In the face of possible record high prices for a gallon of gas, Governor Jennifer M. Granholm last week asked Michigan motorists to join her in calling on President Bush to support a cap on excessive oil company profits.  The Governor unveiled a LOWER GAS PRICES online petition at www.michigan.gov/lowergasprices, where, according to Granholm, “In just 72 hours, some 40,000 citizens have lent their names to an online petition asking President Bush to support a cap on excessive oil company profits.”


1“Michigan drivers may soon be paying an average of $3 or more for a gallon of gas, and it’s time for President Bush and the leadership in Washington to start protecting us from the skyrocketing cost of gasoline,” Granholm said.  “It's just not right that oil companies should be allowed to hold customers hostage to outrageously expensive gas while they rake in billions of dollars in record-setting profits.   


“If you agree with me that we need relief at the pump now, please join me in signing an online petition calling on the President to cap excessive gasoline profits,” Granholm said. 
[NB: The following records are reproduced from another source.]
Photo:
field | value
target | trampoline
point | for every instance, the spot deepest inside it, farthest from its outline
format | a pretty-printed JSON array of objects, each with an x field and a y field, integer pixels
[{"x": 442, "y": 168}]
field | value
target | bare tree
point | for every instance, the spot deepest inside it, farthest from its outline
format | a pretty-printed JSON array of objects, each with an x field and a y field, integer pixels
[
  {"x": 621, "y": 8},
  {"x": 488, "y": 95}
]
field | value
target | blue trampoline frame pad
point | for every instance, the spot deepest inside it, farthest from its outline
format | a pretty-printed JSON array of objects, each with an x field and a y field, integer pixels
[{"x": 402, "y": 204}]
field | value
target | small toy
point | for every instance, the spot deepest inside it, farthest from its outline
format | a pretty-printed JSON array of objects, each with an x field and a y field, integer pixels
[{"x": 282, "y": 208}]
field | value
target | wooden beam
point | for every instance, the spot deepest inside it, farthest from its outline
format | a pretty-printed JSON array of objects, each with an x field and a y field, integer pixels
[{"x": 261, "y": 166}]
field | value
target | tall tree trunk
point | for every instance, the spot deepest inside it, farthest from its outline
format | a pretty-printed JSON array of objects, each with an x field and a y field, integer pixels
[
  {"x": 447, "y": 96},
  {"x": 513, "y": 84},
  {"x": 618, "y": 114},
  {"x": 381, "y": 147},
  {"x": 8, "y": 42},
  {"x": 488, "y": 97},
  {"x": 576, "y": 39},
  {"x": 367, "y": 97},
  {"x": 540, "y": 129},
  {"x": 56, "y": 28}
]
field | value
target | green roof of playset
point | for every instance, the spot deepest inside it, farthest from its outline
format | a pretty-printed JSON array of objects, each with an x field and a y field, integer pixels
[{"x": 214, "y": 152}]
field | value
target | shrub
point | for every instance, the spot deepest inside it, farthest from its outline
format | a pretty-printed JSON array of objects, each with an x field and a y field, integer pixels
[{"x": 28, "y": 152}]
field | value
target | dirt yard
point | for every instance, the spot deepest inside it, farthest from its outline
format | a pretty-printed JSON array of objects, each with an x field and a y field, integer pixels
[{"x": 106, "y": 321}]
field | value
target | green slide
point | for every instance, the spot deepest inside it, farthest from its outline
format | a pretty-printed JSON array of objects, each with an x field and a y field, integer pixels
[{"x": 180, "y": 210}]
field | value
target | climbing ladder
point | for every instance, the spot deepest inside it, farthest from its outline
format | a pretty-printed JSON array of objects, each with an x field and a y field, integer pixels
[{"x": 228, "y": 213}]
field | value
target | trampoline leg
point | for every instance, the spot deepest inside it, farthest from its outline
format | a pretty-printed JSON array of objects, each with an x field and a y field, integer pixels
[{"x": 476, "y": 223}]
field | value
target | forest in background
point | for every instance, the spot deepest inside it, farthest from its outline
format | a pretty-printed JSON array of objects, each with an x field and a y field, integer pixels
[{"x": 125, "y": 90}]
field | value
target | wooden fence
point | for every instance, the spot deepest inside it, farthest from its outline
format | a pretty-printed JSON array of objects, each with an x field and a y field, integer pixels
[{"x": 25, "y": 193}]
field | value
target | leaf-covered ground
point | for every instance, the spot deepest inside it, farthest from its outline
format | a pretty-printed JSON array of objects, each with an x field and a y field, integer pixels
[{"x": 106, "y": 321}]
Granholm noted that oil prices have increased 240 percent since President Bush’s inauguration in January 2001, and the average price for unleaded gasoline is 64 cents higher than this time last year.  Those increases have come shortly after Exxon Mobil is reporting a $36.1 billion profit, making it one of the most profitable corporations in the world—larger than the next four companies on the Forbes 500 list, combined.  
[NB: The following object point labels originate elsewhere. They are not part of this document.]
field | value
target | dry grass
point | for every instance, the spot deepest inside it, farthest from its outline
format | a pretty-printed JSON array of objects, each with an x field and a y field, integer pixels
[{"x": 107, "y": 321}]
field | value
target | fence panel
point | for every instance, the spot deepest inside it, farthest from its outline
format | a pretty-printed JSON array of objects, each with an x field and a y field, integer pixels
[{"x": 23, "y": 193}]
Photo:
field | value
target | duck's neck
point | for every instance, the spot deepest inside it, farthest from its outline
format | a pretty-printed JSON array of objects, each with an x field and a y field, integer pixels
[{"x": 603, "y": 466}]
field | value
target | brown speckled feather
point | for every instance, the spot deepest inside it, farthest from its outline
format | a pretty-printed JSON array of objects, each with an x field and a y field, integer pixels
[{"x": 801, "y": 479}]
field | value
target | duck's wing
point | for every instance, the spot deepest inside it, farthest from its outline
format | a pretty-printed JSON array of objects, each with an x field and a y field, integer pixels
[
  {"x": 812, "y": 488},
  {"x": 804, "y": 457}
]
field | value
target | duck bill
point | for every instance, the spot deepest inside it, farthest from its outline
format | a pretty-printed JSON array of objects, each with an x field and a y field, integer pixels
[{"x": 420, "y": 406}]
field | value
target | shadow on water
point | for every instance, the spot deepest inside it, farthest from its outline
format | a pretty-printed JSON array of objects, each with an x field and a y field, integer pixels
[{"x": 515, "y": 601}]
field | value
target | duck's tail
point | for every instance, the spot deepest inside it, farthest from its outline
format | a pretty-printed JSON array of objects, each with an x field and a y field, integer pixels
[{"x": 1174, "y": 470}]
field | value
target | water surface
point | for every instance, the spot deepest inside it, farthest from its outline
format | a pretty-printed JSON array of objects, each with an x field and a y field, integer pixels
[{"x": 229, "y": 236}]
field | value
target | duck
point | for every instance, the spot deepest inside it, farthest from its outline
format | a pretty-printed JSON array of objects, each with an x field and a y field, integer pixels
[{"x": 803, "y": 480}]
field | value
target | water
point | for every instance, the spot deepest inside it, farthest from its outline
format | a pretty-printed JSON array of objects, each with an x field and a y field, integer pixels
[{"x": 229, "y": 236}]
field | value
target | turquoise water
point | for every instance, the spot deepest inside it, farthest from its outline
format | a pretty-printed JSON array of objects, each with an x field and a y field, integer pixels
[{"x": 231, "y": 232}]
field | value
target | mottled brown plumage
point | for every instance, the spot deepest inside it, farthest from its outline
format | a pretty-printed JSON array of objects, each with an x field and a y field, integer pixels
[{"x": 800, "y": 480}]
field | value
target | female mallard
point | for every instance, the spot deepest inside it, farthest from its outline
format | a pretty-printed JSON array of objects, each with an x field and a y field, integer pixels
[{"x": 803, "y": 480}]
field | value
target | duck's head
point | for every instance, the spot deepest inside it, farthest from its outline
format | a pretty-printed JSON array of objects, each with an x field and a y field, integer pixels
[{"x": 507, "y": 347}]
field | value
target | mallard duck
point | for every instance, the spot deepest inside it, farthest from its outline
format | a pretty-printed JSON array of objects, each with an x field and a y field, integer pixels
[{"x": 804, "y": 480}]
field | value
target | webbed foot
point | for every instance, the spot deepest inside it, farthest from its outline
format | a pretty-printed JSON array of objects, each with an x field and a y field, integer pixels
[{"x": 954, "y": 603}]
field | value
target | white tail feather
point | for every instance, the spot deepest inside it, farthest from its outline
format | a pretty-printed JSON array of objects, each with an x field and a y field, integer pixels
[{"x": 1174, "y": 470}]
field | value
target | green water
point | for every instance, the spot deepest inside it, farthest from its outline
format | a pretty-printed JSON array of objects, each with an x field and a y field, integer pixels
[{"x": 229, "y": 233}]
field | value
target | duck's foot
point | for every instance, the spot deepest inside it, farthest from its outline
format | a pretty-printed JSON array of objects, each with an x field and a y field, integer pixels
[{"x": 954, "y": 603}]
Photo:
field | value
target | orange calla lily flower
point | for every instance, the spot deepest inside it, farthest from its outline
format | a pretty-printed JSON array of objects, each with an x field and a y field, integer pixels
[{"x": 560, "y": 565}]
Granholm said 95 percent of service stations in Michigan are locally owned and operated, and even though many of them display oil company signs, they are struggling with these high costs, too. 
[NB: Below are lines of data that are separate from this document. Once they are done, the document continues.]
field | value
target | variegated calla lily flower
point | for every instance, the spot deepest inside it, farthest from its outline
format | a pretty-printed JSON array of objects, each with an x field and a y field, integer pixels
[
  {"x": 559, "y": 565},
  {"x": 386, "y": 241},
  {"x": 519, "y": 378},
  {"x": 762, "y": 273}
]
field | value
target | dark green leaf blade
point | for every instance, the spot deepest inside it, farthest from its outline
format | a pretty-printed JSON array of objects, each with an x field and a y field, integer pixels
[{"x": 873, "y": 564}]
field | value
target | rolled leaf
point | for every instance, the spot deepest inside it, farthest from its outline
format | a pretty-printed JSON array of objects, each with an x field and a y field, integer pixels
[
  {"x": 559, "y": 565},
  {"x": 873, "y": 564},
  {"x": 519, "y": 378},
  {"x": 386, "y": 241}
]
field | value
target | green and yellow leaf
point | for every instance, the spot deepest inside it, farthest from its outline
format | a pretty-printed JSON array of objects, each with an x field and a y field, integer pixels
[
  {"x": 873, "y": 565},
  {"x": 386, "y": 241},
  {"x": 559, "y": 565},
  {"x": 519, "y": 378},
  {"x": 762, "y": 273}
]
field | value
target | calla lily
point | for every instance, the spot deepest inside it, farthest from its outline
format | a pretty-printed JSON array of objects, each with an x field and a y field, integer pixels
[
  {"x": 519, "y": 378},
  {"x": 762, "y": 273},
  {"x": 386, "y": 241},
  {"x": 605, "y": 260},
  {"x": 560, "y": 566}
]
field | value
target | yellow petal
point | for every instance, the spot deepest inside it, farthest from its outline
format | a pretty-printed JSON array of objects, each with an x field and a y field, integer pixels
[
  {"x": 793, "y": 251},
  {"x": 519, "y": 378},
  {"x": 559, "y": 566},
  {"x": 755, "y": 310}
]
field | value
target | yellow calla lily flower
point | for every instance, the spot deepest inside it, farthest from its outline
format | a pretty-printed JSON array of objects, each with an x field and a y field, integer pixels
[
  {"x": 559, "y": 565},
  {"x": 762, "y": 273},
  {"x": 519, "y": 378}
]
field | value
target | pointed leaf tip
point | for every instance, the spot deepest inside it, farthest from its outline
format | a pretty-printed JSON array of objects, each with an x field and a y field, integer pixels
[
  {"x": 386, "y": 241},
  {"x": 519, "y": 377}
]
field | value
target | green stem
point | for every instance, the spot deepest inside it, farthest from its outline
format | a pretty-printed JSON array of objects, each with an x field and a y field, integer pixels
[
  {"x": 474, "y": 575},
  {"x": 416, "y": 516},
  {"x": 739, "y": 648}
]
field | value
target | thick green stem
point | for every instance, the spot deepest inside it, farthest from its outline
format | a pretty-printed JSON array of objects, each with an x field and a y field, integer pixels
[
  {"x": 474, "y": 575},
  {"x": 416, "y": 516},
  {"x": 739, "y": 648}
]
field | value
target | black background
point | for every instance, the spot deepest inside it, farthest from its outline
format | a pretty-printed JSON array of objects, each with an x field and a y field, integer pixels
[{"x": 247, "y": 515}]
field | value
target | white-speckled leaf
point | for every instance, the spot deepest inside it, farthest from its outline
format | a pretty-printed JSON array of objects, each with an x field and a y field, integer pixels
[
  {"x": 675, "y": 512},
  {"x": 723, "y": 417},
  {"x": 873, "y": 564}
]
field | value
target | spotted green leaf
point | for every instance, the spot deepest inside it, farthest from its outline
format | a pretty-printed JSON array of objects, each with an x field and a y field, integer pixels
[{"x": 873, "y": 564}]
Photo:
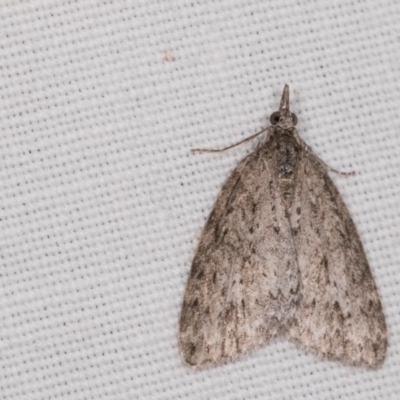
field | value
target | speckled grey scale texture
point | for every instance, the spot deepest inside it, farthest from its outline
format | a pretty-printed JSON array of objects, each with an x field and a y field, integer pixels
[{"x": 280, "y": 255}]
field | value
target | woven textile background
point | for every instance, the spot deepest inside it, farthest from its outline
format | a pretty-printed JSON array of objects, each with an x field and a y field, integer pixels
[{"x": 102, "y": 202}]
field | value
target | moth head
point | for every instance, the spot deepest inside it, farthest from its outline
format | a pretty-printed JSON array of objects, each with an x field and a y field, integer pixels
[{"x": 284, "y": 118}]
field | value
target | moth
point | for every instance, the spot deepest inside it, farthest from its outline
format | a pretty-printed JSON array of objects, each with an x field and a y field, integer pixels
[{"x": 281, "y": 256}]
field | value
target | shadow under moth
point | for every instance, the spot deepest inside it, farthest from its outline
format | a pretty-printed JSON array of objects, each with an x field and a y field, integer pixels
[{"x": 281, "y": 256}]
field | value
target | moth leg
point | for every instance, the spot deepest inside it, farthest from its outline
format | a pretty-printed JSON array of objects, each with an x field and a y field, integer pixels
[{"x": 233, "y": 145}]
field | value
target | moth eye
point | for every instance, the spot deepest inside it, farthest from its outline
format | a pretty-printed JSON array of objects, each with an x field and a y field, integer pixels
[{"x": 274, "y": 118}]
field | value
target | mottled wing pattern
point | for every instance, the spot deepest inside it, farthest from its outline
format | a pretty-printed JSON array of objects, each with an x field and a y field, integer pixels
[
  {"x": 340, "y": 315},
  {"x": 244, "y": 278}
]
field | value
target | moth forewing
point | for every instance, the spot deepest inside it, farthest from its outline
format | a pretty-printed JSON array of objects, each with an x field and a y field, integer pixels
[{"x": 280, "y": 255}]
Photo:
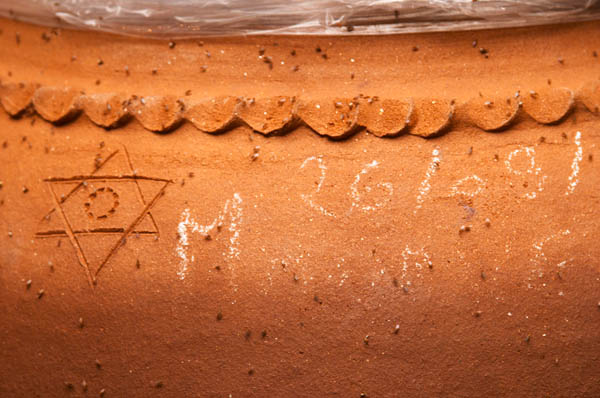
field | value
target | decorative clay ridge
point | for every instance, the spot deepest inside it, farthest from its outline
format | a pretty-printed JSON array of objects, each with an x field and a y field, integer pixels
[{"x": 336, "y": 118}]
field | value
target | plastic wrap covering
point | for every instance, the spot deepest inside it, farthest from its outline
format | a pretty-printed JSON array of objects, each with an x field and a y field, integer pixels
[{"x": 189, "y": 18}]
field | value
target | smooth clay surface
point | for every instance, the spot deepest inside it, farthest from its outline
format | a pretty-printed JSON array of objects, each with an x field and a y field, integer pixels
[{"x": 396, "y": 216}]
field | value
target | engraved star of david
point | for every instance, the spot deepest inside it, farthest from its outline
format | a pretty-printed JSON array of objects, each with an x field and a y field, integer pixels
[{"x": 78, "y": 207}]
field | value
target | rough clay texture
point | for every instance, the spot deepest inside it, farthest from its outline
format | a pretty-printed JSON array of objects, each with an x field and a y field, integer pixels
[{"x": 181, "y": 263}]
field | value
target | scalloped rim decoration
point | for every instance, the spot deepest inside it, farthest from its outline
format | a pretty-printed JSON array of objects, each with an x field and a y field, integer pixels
[{"x": 335, "y": 118}]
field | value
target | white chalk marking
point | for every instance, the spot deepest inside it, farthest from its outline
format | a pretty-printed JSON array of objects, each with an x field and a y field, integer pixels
[
  {"x": 540, "y": 256},
  {"x": 233, "y": 209},
  {"x": 308, "y": 198},
  {"x": 531, "y": 169},
  {"x": 356, "y": 195},
  {"x": 573, "y": 180},
  {"x": 425, "y": 185},
  {"x": 478, "y": 182}
]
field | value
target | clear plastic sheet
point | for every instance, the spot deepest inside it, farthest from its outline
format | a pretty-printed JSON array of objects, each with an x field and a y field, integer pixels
[{"x": 195, "y": 18}]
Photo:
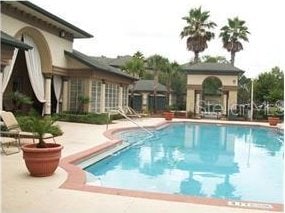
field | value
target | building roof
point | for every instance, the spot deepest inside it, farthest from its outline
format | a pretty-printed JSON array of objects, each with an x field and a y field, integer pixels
[
  {"x": 13, "y": 42},
  {"x": 115, "y": 62},
  {"x": 147, "y": 85},
  {"x": 94, "y": 63},
  {"x": 201, "y": 68},
  {"x": 47, "y": 17}
]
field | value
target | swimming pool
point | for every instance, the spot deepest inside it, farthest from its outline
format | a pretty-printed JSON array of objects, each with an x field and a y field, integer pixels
[{"x": 203, "y": 160}]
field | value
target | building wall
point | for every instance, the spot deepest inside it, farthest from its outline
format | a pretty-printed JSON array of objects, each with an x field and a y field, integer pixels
[
  {"x": 56, "y": 44},
  {"x": 195, "y": 81},
  {"x": 227, "y": 80}
]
“Our focus is not the local service station owner but the profits being banked by the oil companies, and that’s why nearly eight months ago, I and a group of other concerned governors, urged the President to take action to bring down the sky-high prices of gasoline,” Granholm said.  “We urged the President to bring down the price of gas by capping oil profits and using federal anti-trust laws to prosecute companies pocketing extra profits at the expense of consumers in the wake of disasters like Hurricane Katrina.” 


The governors asked Congress to investigate energy profiteering and pass legislation requiring oil companies to refund excess oil profits to consumers. Granholm said the online petitions will be sent to the President.
This is just the latest in a series of actions Granholm has taken to protect consumers from rising gas prices in addition to calling on the President to cap oil profits in September 2005 and again in her 2006 State of the State message.  Over the past three years, Granholm has:


•  increased gas pump inspections and called for legislation to require gas station operators prove their pumps have been calibrated and are working properly when they apply for renewal of their operator’s license – state law requires that licenses are renewed annually;
•  sent a letter to the federal Commodities Futures Trading Commission requesting they conduct an inquiry into all contributing factors in price spikes, including any role speculators have played in driving the inflation-adjusted price of oil and gasoline toward historic high levels;


•  signed executive orders temporarily suspending state laws restricting the supply of gasoline and increasing the diesel fuel supply and called on Marathon Oil Corporation to reduce the price of gas for Michigan customers, an action that resulted in an immediate drop in the price of gas by the company – steps taken in the wake of Hurricane Katrina;


•  directed the Michigan Department of Agriculture to conduct routine surveys of gasoline prices and directed the department to refer information about potential unfair pricing practices to prosecutors for possible legal action – a step that led to the felony conviction of a Macomb County service station caught defrauding customers;


•  supported legislation to add a legal cause of action to the Michigan Consumer Protection Act that would expressly ban the practice of price gouging during states of emergency declared by the Governor.